Here in the Bay Area of San Francisco, some of the world's biggest companies are fighting it out to gain some kind of an advantage. And, in turn, they are competing with China.

This race to seize control of a technology that could reshape the world is being fuelled by bets in the trillions of dollars by the most powerful capitalists in the US.

The computer scientists hop off at Mountain View for Google DeepMind, Palo Alto for the talent mill of Stanford University, and Menlo Park for Meta, where Mark Zuckerberg has been offering $200m-per-person (£150m) compensation packages to poach AI experts to engineer "superintelligence".

For the AI chip maker Nvidia, where the smiling boss, Jensen Huang, is worth $160bn, they alight at Santa Clara.
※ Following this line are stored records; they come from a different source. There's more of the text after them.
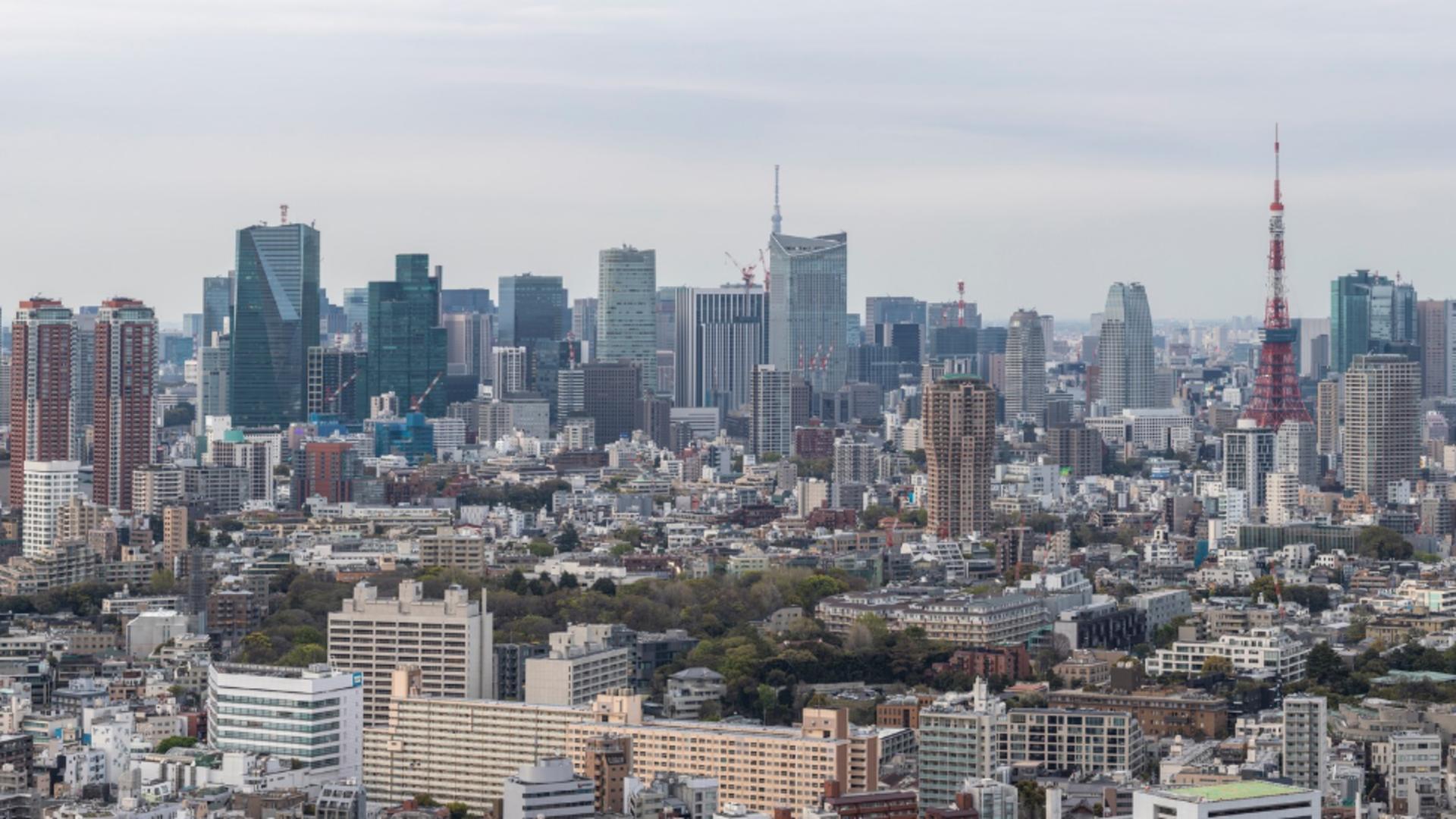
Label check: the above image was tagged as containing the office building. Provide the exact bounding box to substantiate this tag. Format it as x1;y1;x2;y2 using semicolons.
495;272;570;389
1223;419;1274;506
307;347;372;424
748;364;793;456
526;625;632;705
500;756;597;819
1274;421;1320;487
1133;780;1323;819
329;580;495;726
21;459;82;558
594;245;657;392
92;297;157;510
440;312;495;383
769;233;849;392
1098;281;1157;414
1282;695;1329;792
1315;379;1339;455
921;376;996;539
673;284;769;410
367;253;447;419
199;271;233;344
9;297;80;509
1005;310;1046;425
1344;356;1421;503
207;663;364;784
228;224;318;427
The workers flow the other way into San Francisco for OpenAI and Anthropic, AI startups worth a combined half a trillion dollars - as long as the AI bubble doesn't explode.

Breakthroughs come at an accelerating pace with every week bringing the release of a significant AI development.

Anthropic's co-founder Dario Amodei predicts AGI could be reached next year or in 2027.

OpenAI's chief executive, Sam Altman, reckons progress is so fast he will soon be able to make an AI to replace him as boss. "Everyone is working all the time," said Madhavi Sewak, a senior leader at Google DeepMind. "It's extremely intense.

There doesn't seem to be any kind of natural stopping point, and everyone is really kind of getting ground down. Even the folks who are very wealthy now... all they do is work. I see no change in anyone's lifestyle. No one's taking a holiday.